The contribution of ENEA together with Rina-CSM to the Eurofusion programme “WPMAT-Advanced Seels” deals with the development of innovative RAFM steels able to withstand the critical temperatures typical of the different operational environments foreseen for the blanket of the first DEMO reactor. The optimization of the chemical composition and the Thermo Mechanical Treatment for these materials should be done according to the blanket operating temperatures that are related to two possible working conditions: the WCLL-BB (Water Cooled Lead Lithium Breeding Blanket) or the H(D)CLL-BB (Helium (Dual) Cooled Lead Lithium Breeding Blanket). On the one hand the “water-cooling” option implies a minimum irradiation temperature for the blanket material in the range of 280–350 °C. On the other hand, the “helium-cooled” and the “dual-coolant” solutions imply an operating temperature for the blanket material in the range of 650 °C. Therefore in the first case the target is the improvement of the toughness of the martensitic alloys; whilst concerning the second scenario the target is the development of more creep resistant martensitic steels, suitable to tolerate such a high operating temperature. In both the cases the Tungsten content plays a key role, both in terms of solid solution hardening and influence on the DBTT. Two alloys aimed at fulfilling the specifications for the two DEMO operating conditions, both with increased Tungsten content respect to Eurofer, have been produced and characterized. The mechanical properties of these two alloys are hereby reported and discussed.

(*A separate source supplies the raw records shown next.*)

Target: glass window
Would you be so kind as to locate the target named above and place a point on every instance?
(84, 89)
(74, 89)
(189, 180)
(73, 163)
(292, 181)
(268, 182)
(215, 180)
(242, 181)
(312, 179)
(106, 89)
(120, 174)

ENEA与Rina-CSM一起为Eurofusion计划“ WPMAT-Advanced Seels”所做的贡献涉及创新型RAFM钢的开发，该钢能够承受第一个DEMO反应堆橡皮布所预期的不同运行环境的典型临界温度。这些材料的化学成分和热机械处理的最优化应根据与两种可能的工作条件有关的毯子工作温度进行：WCLL-BB（水冷铅锂育种毯）或H（D） CLL-BB（氦气（双）冷却铅锂繁殖毯）。一方面，“水冷”选项意味着毯子材料的最低照射温度在280–350°C的范围内。另一方面，“氦冷却”和“双冷却剂”解决方案意味着毯子材料的工作温度为650°C。因此，在第一种情况下，目标是提高马氏体合金的韧性。在涉及第二种情况时，目标是开发更耐蠕变的马氏体钢，以适应如此高的工作温度。在这两种情况下，无论是固溶硬化还是对DBTT的影响，钨含量都起着关键作用。已经生产并表征了两种合金，它们旨在满足两种DEMO操作条件的规格，并且相对于Eurofer而言，钨含量都增加了。据此报道和讨论了这两种合金的机械性能。